Et aussi, depuis le premier jour, depuis la première fois où elle l’avait vue, elle était tombée amoureuse d’elle.
Ils avaient passé leur dimanche à l’école afin de terminer le cours-métrage. Et le samedi, Fedora avait ses cours de théâtre et de piano. Parfois, cela l’énervait de ne pas avoir de temps pour elle durant le week-end. Mais au moins, cela lui permettait de passer du temps avec Agnès. Et elle aimait l’idée d’errer seule dans le lycée. Tous les couloirs s’enchaînaient, vides, un peu tristes. Elle pouvait passer sa main sur les murs, ouvrir toutes les portes, visiter toutes les salles de classe. C’est pour cette raison qu’elle était arrivée en retard. Mais ça, elle n’avait pas osé l’avouer aux autres. Elle s’était contentée d’une excuse bateau qu’ils avaient simplement crue parce qu’ils n’avaient pas envie de découvrir les vraies raisons de son regard. En grande partie parce qu’ils s’en fichaient complètement et qu’elle parlait toujours beaucoup trop à leur goût.

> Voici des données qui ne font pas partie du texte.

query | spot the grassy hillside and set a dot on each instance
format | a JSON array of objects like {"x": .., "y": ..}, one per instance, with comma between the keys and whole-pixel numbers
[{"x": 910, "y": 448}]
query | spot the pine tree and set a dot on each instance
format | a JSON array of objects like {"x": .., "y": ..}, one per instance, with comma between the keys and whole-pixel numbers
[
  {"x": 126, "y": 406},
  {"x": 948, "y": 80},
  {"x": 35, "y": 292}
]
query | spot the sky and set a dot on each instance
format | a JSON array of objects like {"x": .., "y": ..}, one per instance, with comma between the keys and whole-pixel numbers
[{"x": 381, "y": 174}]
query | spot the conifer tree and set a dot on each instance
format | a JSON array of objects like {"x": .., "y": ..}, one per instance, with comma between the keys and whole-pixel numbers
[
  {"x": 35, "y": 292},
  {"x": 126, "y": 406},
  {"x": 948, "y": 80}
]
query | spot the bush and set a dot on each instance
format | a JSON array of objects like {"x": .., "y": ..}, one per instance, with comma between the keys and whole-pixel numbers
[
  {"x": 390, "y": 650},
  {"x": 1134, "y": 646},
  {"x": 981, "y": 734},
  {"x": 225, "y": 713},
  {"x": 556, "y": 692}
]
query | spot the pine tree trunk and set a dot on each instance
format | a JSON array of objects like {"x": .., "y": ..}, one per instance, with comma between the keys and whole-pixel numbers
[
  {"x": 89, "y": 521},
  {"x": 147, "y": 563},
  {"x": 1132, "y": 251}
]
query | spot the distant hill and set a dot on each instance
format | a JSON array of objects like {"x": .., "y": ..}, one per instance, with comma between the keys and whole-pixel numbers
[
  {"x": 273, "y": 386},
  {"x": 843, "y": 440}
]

Mais c’était enfin dimanche soir et elle pouvait enfin rester étalée dans son lit sans rien faire. Elle avait fait ses devoirs la veille et attendait simplement que le temps passe. Que quelque chose arrive. Un message, peut-être. Mais rien. Comme toujours. Elle portait un pyjama en coton qui sentait l’adoucissant et ses cheveux, fraîchement lavés, tombaient, humides, dans son dos. Elle se leva en traînant des pieds et se rendit sans toquer dans la chambre de sa sœur.
– Fed’ je t’ai déjà dit de ne pas venir comme ça ! pesta l’aînée en observant la cadette se laisser glisser sur son tapis.
– Giorgia... Tu peux me faire des tresses... S’il te plaît...
– Tu vois pas que je suis occupée ? répondit-elle en pointant son écran d’ordinateur. Valentin, son petit ami, apparaissait dessus, souriant.
– Salut Valentin ! s’exclama Fedora en levant mollement le bras avant de continuer à voix basse pour sa sœur:
– S’il te plaît... Demain on va présenter notre film ! Je dois être jolie... c’était un mensonge. La présentation ne serait que vendredi. Mais elle voulait avoir de jolies ondulations pour espérer peut-être qu’Agnès les remarque et fasse un commentaire dessus. Mais ses cheveux étaient trop longs et ses tresses ne ressemblaient jamais à rien.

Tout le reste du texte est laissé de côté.